Generic Children’s Community Nurses x 6.5
- 3 based in Pembrokeshire of which 0.8 was the Team Leader
- 3 based in Carmarthenshire of which
- 0.2 is the Practice Teacher
- 0.5 based in Ceredigion
A caseload of 270 children and young people (CYP) across the three counties with varying health needs including long term, life limiting and complex health needs. A number of the CYP were defined as being inactive i.e. no nurse contact for 4 weeks. In Pembrokeshire there is an additional 0.48 nursing post funded by education-based in specialist school. Due to the Children’s Continuing Care Team Leader securing another post led to a review of how the workforce continues to meet its service demand.
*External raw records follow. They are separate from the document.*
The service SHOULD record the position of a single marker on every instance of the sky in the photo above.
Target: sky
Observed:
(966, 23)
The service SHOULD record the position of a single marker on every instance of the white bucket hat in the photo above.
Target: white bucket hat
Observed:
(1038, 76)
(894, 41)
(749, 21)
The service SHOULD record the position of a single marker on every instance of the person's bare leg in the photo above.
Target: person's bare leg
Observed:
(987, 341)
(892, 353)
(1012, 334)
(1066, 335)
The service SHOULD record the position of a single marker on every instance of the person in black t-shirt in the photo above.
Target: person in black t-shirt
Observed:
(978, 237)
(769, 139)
It provided the opportunity to pilot the integration of the two small nursing workforces and funding to recruit 1.26 WTE Band 5 nurses and additional 5 hours for the Team Leader post. Agreement from the nursing workforce and planning for the pilot began in February 2016 with the start of a six-month pilot from March 1, 2017. Participatory action research approach was applied as a reflective process of progressive problem solving.
Planning & Development:
The planning process involved the team undertaking an analysis of the strengths, weaknesses, opportunities and threats, barriers and counter measures leading to the development of pilot objectives, education programmes, a review and development to the teaching library resource and the implementation of a single nurse assessor role for the continuing care process. Nurse bases were reviewed with two sites in Ceredigion-north and south, two sites in Carmarthenshire-east and west, and two sites in Pembrokeshire-mid and south.
The development of a traffic light system provided a risk framework to support the delivery of an equitable, safe and sustainable children’s community nursing service.
Benefits:
- The risk framework facilitated implementation of the centralised referral system.
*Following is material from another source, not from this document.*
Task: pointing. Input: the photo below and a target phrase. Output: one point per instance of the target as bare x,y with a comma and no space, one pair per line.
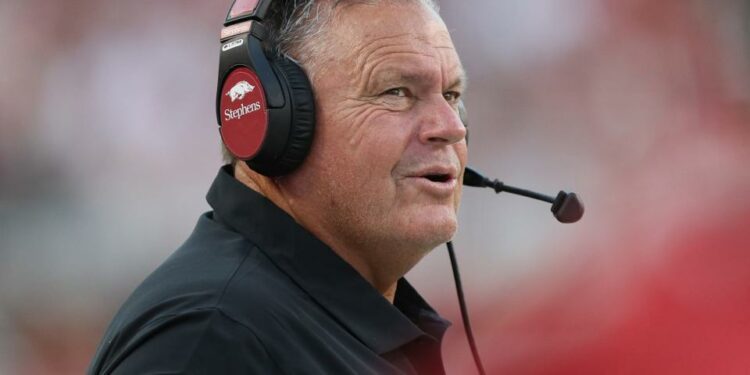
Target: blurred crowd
108,143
- Initiated the pilot of a nurse led clinic service for CYP requiring overnight oxygen saturation monitoring Instead of receiving home visit by a nurse, the CYP attends the clinic to collect and return saturation monitor the next day for the nurse to download their recordings for review by the prescribing doctor.
At the end of the six months, there was agreement that we cannot return to being two teams, maintain the nurse assessor role and review in 3 months.
Fit with Prudent Healthcare:
- The pilot facilitated the development of an in-house education programme, mentoring/buddy system to support the development/updating of nursing knowledge and skills.
- The integration of two small nursing workforces maximises clinical capacity by having nurses based across six sites.
- The risk framework promotes the identification for the right practitioner, providing the right care at the right time and right place, acknowledging the need for further service mapping.